Doris Tilden is one of an estimated 1,100 Hawaiian Telcom land-line customers currently without phone service since December and through the holidays, when calls to and from friends and family are important.
"This is the worst time of year for this to happen," said Tilden’s son, Tim, who said he is angry because he reported the problem Dec. 20, was first told the problem would be fixed by Dec. 27, then was given a Jan. 3 date. Even that day has passed, he noted.
Hawaiian Telcom spokeswoman Ann Nishida Fry said trouble calls rose following the Dec. 10-11 heavy rain and again Dec. 19, following another bout of heavy rainfall.
The company reported about 2,200 current trouble tickets, with problems ranging from static to outages. It includes multiple calls from the same customers and non-rain-related issues.

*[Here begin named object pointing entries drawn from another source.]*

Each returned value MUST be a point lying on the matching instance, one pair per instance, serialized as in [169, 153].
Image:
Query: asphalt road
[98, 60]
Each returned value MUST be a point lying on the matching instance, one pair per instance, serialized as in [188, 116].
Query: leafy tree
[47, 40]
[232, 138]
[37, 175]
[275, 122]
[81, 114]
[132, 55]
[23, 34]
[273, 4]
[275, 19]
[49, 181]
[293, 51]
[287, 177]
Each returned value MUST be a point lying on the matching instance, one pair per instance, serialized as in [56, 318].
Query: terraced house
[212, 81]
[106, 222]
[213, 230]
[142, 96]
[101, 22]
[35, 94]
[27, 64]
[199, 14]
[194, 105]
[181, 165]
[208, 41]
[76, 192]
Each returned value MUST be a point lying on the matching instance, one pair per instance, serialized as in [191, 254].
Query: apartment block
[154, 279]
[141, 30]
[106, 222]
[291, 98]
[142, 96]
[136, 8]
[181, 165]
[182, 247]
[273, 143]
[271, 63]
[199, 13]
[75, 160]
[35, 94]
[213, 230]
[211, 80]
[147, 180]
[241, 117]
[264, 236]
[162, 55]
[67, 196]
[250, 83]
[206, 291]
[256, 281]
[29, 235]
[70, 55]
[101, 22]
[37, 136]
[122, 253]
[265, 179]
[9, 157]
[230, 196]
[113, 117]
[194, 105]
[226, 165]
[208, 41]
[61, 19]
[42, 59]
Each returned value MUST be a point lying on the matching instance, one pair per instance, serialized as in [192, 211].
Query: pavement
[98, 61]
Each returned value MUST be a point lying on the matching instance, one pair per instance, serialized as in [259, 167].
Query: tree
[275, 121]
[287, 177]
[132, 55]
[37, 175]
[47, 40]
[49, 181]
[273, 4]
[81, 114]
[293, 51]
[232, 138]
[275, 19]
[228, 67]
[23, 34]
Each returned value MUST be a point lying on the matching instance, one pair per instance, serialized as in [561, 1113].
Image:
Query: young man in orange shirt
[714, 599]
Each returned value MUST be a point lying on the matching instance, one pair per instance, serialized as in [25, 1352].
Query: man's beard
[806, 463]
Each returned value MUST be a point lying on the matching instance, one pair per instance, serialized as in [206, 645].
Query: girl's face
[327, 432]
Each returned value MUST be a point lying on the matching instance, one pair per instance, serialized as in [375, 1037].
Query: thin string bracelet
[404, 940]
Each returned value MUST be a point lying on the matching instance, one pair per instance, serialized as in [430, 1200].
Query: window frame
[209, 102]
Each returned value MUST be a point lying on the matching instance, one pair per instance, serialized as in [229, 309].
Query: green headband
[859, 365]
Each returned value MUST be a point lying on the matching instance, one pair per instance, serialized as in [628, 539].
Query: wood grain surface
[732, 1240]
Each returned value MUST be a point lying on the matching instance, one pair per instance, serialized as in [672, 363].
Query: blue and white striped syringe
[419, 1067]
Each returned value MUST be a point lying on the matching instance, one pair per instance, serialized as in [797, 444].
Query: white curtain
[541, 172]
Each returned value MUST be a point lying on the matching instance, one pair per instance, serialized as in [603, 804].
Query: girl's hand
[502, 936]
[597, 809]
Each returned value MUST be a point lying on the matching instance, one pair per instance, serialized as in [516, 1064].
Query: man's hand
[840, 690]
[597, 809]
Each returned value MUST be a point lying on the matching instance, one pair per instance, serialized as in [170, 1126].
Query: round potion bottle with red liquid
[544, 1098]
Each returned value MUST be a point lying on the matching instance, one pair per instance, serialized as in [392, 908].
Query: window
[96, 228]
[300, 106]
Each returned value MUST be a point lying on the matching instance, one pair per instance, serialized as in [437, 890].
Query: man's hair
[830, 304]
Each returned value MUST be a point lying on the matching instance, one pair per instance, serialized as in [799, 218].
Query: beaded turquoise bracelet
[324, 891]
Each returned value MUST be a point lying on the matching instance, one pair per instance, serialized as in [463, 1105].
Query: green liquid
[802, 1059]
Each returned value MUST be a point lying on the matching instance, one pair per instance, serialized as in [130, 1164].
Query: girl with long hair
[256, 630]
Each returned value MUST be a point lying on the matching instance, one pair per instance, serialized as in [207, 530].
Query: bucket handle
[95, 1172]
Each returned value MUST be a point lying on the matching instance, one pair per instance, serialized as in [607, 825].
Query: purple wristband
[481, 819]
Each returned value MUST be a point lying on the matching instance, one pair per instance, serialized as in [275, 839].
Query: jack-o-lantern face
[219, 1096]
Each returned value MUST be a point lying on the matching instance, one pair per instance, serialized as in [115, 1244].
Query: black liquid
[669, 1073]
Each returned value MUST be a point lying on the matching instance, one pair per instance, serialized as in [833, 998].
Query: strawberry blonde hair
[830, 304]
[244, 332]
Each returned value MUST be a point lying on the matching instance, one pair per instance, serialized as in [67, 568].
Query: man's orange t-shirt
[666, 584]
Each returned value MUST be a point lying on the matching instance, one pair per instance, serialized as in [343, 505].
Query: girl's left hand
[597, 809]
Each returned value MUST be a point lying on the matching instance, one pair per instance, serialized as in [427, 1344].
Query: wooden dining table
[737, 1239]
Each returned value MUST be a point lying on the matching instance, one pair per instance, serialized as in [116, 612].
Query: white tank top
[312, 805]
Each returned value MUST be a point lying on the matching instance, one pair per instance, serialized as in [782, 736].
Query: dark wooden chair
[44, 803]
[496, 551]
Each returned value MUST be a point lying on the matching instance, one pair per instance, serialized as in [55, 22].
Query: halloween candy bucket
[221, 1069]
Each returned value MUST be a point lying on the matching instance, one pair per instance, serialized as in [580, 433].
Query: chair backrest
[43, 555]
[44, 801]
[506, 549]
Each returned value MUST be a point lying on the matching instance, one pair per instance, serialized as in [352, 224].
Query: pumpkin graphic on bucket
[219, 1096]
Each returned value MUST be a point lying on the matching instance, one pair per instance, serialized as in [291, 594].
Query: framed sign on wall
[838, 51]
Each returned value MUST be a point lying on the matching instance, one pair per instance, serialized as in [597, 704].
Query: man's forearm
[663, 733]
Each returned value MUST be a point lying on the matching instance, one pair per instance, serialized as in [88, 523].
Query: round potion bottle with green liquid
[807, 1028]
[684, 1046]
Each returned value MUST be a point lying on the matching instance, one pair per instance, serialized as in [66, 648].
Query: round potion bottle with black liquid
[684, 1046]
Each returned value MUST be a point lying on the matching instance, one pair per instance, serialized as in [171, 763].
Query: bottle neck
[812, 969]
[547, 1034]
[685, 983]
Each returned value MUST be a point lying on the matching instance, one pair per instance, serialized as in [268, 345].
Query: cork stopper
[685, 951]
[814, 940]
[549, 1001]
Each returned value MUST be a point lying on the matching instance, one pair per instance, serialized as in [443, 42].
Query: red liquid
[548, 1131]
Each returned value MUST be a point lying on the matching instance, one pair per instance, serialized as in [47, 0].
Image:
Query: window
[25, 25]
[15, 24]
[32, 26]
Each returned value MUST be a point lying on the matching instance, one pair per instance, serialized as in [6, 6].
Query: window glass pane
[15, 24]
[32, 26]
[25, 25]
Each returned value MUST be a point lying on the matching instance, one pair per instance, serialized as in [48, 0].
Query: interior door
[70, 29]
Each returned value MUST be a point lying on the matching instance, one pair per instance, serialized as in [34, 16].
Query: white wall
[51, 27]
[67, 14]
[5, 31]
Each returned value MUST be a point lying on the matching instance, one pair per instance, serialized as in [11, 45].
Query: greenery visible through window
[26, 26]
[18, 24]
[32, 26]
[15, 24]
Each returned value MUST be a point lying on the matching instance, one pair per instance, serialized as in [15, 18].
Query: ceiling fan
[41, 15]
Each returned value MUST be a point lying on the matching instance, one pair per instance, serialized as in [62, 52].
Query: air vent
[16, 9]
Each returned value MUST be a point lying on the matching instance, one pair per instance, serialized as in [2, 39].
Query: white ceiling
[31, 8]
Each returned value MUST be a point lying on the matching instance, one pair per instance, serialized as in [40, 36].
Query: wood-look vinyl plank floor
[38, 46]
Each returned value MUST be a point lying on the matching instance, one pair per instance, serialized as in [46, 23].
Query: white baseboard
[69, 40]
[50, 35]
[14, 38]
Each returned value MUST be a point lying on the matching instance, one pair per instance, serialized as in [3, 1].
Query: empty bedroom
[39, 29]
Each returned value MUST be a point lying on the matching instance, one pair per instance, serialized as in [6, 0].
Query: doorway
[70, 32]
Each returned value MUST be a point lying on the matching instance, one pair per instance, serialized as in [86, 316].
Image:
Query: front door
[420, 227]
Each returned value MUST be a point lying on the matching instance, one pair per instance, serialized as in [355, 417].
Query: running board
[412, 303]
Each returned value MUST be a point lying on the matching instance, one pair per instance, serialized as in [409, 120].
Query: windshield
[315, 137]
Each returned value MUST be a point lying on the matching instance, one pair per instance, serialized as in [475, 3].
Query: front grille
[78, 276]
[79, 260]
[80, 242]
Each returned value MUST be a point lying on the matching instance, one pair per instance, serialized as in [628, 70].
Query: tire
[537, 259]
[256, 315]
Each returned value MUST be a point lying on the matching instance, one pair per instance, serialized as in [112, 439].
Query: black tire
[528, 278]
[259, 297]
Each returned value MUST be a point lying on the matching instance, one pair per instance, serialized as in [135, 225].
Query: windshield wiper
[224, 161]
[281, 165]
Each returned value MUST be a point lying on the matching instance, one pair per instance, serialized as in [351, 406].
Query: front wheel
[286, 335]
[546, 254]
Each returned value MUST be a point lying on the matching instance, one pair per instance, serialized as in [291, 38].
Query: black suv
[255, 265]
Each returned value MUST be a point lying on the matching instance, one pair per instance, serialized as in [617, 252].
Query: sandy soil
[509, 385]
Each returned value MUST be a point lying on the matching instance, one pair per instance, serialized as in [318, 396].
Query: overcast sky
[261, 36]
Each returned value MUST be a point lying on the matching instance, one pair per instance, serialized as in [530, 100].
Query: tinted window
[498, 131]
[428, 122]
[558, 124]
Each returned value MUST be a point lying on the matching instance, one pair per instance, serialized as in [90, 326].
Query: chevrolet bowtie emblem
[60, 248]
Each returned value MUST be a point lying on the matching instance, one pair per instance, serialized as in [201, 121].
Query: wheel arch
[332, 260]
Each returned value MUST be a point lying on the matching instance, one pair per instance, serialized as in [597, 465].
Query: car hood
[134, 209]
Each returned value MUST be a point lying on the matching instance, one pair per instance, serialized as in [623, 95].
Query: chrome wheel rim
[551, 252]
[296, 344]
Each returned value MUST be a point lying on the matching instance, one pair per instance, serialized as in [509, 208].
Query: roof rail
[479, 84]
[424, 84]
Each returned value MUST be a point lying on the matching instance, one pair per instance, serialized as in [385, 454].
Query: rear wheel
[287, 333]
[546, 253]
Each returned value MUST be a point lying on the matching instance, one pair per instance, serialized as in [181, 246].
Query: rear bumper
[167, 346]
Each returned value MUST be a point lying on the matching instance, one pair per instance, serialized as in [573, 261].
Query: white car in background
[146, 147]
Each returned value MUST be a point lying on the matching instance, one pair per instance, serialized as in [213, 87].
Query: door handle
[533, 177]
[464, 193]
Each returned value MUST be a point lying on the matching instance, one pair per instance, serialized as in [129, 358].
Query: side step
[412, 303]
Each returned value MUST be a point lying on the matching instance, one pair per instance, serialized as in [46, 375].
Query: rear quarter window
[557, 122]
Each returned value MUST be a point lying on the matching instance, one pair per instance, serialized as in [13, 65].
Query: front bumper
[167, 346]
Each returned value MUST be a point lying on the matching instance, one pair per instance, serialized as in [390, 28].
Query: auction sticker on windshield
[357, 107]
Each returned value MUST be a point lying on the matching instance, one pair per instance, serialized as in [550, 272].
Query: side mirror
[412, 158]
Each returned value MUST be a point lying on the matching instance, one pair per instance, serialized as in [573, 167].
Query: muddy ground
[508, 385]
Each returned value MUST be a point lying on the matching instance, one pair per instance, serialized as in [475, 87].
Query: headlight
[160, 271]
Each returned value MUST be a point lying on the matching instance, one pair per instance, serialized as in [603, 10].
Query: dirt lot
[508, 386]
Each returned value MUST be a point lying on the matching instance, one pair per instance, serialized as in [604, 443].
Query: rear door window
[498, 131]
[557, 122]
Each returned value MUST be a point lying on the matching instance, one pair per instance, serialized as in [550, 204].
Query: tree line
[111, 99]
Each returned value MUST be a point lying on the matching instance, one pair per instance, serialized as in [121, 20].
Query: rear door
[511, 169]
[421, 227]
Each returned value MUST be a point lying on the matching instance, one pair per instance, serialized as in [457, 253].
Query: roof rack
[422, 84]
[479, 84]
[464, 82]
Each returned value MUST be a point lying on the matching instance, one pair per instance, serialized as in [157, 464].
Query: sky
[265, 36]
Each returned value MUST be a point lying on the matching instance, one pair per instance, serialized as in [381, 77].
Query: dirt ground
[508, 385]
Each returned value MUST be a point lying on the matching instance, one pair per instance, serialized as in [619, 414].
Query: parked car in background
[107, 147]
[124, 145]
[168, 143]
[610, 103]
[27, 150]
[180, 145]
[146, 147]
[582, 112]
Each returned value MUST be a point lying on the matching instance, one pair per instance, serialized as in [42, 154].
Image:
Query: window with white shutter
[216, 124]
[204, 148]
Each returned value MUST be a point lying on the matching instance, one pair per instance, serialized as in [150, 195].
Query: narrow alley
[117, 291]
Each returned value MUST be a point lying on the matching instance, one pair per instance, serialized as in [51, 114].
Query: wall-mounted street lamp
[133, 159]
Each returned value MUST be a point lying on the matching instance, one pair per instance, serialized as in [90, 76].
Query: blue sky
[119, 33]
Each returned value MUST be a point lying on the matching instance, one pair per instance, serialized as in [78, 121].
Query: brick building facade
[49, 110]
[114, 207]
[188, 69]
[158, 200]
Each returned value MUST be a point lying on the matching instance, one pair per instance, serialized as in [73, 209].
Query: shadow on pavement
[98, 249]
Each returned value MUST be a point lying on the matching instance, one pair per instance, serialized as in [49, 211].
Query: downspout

(The company was unable to provide the number of customers with rain-related problems since the flood of calls began.)
The company’s repair crews have been working overtime and holidays, and neighbor island crews were brought in to help.
"We understand that affected customers are frustrated, and apologize for their inconvenience," Nishida Fry said. "We want to assure them that we are making progress and that each customer issue will be addressed as soon as possible."
Some repairs require cutting sections of cable damaged by short circuits due to water infiltration, then painstakingly splicing in hundreds of lines on both ends.
Small pockets of isolated problems affecting one or a few customers have occurred across the island.
Equipment failure occurred in some areas caused by prolonged loss of power and water infiltration, Nishida Fry said.
In the Punahou and Aina Haina areas, a concentration of customers were hit, 140 and 70, respectively, she said.
In the Punahou area, construction crews from other companies damaged Hawaiian Telcom cables, causing small holes or cuts, without notifying the phone company, she said.
The company learned of the damage only after rainwater seeped into the cables, damaging them and affecting service, Nishida Fry said. The high-traffic area requires getting permits to close the road, working restricted hours to allow traffic to flow.